For the first time, scientists identified the Y signal in groups living outside the Amazon—in the Xavánte, who live on the Brazilian plateau in the country's center, and in Peru's Chotuna people, who descend from the Mochica civilization that occupied that country's coast from about 100 C.E. to 800 C.E.
Next, the researchers used software to test different scenarios that might have led to the current DNA dispersal. The best fit scenario involves some of the very earliest—possibly even the earliest—South American migrants carrying the Y signal with them, the researchers report today in the Proceedings of the National Academy of Sciences. Those migrants likely followed a coastal route, Hünemeier says, then split off into the central plateau and Amazon sometime between 15,000 and 8000 years ago. "[The data] match exactly what you'd predict if that were the case," Raff agrees.

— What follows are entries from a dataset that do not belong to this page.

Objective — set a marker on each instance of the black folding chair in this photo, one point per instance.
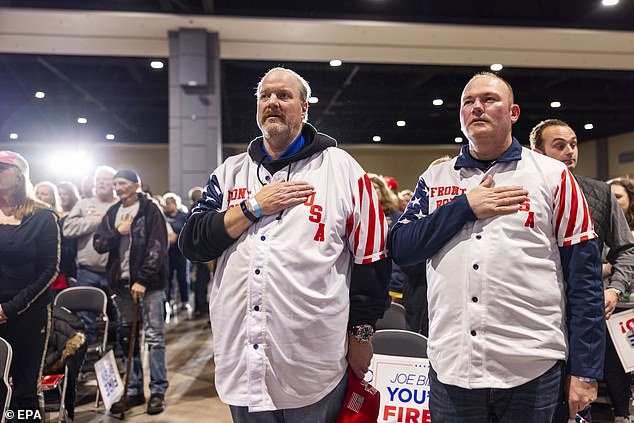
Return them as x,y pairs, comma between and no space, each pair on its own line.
402,343
393,318
86,298
6,355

Astronuc said:Why do Amazonian people have some Australasian DNA?
This is interesting since it had to have happened long ago - before Sumer.
https://www.pnas.org/doi/10.1073/pnas.2025739118
https://www.science.org/content/art...n-migrants-had-australian-melanesian-ancestry
https://www.nature.com/articles/nature.2015.18029
https://hms.harvard.edu/news/american-history-201
Terribly useful if you are a Middle Eastern time traveler, ancient historian, or a linguist specializing in Semitic languages.haushofer said:They also give courses on languages like Akkadian.
I may neither confirm or deny such.ohwilleke said:Terribly useful if you are a Middle Eastern time traveler, ancient historian, or a linguist specializing in Semitic languages.